Di tengah gelombang zaman yang tak menentu, ketika arus teknologi dan globalisasi menggempur nilai-nilai peradaban, Paguyuban Pasundan diharapkan tetap menjadi jangkar dan lilin penerang dalam gelap. Organisasi yang lahir dari rahim para cendekia, dan telah berjuang sejak tahun 1813 menjaga dan merawat peradaban Sunda hingga saat ini.
Peradaban Sunda hakekatnya bukan sekadar kumpulan adat istiadat atau simbol budaya yang diwariskan secara turun-temurun. Ia adalah roh kehidupan yang menjiwai cara berpikir, bersikap, dan bertindak masyarakat Tatar Pasundan. Filosofi ngajén ka salira, saat ini dibutuhkan sebagai bentuk refleksi untuk penguatan jatidiri masyarakat Sunda di era turbulensi.
Prof. Didi Turmudzi ketua umum Paguyuban Pasundan, menulis puisi berjudul “Sunda Tandang (2015)”, memuat tantangan besar yang dihadapi etnis Sunda saat ini “Tatar Pasundan kiwari ngan kari carita/ dina dongeng ka barudak samemeh sare/ leuweungna geus ruksak/ sawahna geus beak/ budayana ngarakacak/
Puisi “Sunda Tandang” karya Prof. Didi Turmudzi menyentak kesadaran kita semua : bahwa Sunda hari ini tidak baik baik saja. Narasi kebesaran Sunda hanya menjadi dongeng lirih sebelum anak tertidur. Hutannya rusak, sawah mulai musnah, sungai tercemar, budaya tercerai. Nilai-nilai luhur budaya hanya jadi dekorasi upacara adat.

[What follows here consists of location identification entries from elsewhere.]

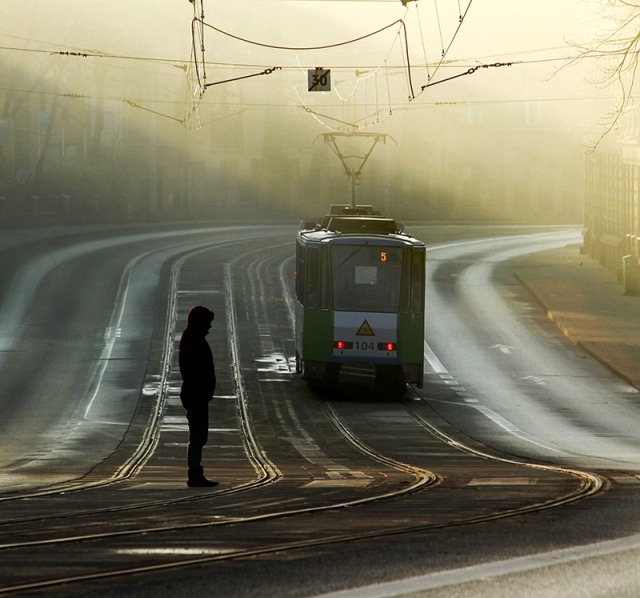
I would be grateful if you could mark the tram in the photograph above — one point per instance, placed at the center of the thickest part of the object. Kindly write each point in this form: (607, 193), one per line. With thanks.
(360, 300)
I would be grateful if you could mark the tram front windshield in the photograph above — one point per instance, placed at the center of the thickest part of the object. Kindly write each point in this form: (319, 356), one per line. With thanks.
(366, 278)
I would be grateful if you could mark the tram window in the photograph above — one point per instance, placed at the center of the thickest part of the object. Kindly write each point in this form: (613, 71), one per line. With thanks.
(366, 278)
(417, 282)
(300, 277)
(313, 278)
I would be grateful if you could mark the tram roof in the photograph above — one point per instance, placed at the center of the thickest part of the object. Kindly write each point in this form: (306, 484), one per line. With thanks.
(342, 231)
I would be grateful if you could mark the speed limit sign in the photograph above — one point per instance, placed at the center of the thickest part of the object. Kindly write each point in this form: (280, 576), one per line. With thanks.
(319, 79)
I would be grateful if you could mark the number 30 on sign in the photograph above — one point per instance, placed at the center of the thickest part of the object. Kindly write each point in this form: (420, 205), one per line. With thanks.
(319, 79)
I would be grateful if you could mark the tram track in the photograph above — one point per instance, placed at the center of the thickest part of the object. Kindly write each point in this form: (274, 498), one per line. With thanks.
(267, 472)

Namun puisi ini bukan hanya ratapan semata. Ia adalah ajakan: tandang. Sunda mesti bangkit, bukan sekadar dikenang. Saatnya menyulam kembali jati diri: lewat pendidikan berbasis spiritual, kearifan lokal, literasi bernafas budaya, dan gerakan pelestarian alam yang melibatkan semua generasi.

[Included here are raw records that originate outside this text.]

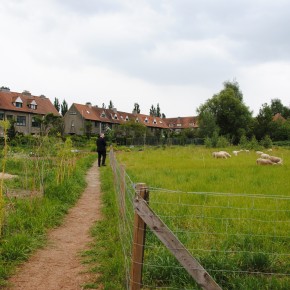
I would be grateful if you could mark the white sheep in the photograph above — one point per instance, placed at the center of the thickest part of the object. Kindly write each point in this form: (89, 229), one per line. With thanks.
(226, 153)
(276, 160)
(265, 156)
(221, 154)
(262, 161)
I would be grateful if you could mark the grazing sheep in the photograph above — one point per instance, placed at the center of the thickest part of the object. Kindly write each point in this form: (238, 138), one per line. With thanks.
(220, 154)
(276, 160)
(262, 161)
(226, 153)
(265, 156)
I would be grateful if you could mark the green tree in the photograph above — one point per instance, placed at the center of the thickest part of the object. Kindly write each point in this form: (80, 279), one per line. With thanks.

Sunda bukan sekadar warisan budaya yang disimpan dalam museum. Ia adalah denyut hidup, nilai yang mesti dihidupi hari ini: dalam bahasa yang kita rawat, dalam tradisi yang kita lestarikan, dan dalam cara kita berpikir, bekerja, dan mencintai sesama. Peradaban Pasundan sejatinya bukan tinggalan masa lalu, melainkan sumber inspirasi masa kini untuk membangun kehidupan kedepan yang lebih bermakna.

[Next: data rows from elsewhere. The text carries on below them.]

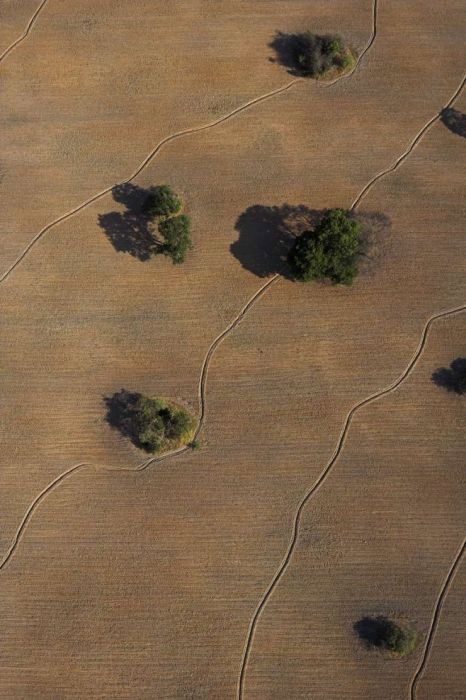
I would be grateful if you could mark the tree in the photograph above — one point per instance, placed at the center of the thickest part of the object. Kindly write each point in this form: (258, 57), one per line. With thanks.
(153, 424)
(328, 251)
(315, 54)
(161, 202)
(176, 233)
(386, 634)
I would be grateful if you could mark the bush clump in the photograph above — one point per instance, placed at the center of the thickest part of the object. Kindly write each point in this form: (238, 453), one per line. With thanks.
(386, 634)
(176, 233)
(162, 202)
(329, 251)
(154, 424)
(316, 55)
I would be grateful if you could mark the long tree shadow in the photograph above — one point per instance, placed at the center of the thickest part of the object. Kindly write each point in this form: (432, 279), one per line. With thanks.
(453, 379)
(454, 120)
(131, 231)
(121, 411)
(266, 234)
(287, 48)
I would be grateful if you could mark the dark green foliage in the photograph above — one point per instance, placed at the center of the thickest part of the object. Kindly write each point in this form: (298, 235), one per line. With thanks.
(152, 424)
(329, 251)
(161, 202)
(315, 55)
(454, 378)
(386, 634)
(176, 233)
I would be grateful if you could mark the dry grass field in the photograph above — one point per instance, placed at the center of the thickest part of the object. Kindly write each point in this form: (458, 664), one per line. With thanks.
(125, 583)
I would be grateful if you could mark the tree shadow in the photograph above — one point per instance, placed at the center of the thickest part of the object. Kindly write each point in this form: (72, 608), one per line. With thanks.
(454, 120)
(266, 235)
(372, 631)
(453, 379)
(121, 413)
(131, 231)
(287, 48)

Saat ini Paguyuban Pasundan, pada 20 Juli 2025, memasuki usia ke-112 tahun sejak didirikan tahun 1813 oleh beberapa mahasiswa STOVIA. Saat ini menjadi organisasi besar dan tertua yang berbasis etnis di Indonesia. Eksistensi organisasi yang banyak pakar dikatakan anomali, karena mampu bertahan menghadapi ancaman perubahan zaman.
Saat ini semua elemen bangsa dipaksa untuk berubah atau akan menjadi punah. Maka terbentang tantangan besar bagi pengurus besar Paguyuban Pasundan, untuk tetap relevan dengan laju tantangan zaman dan kontributif bagi solusi bangsa. Maka dibutuhkan kemampuan adaptasi dan inovatif membangun peradaban berbasis spiritual, pendidikan dan kearifan lokal Sunda.
Puisi yang merefleksikan kegelisahan ketua umum Paguyuban Pasundan melihat kerusakan alam di tatar sunda yang tak bisa dibendung. Salah satu contoh fenomenalnya adalah kerusakan Sungai Citarum yang masih kelam karena laju pembangunan yang tidak terkendali. Rusaknya sumber daya alam saat ini, dikhawatirkan tidak akan menyisakan untuk anak-cucu kita, karena kerakusan manusia saat ini dalam mengeksploitasi alam.
Dulu pada 1960an, budaya Sunda di Bandung masih sangat kental. Siapapun yang datang ke Bandung, dari manapun asalnya mereka berusaha menjadi seperti orang Sunda. Mereka bicara dengan Bahasa Sunda di mana pun berada. Di toko, alun-alun, sekolah, masjid dan dalam pergaulan keseharian. Saat ini terjadi krisis penggunaan bahasa Sunda.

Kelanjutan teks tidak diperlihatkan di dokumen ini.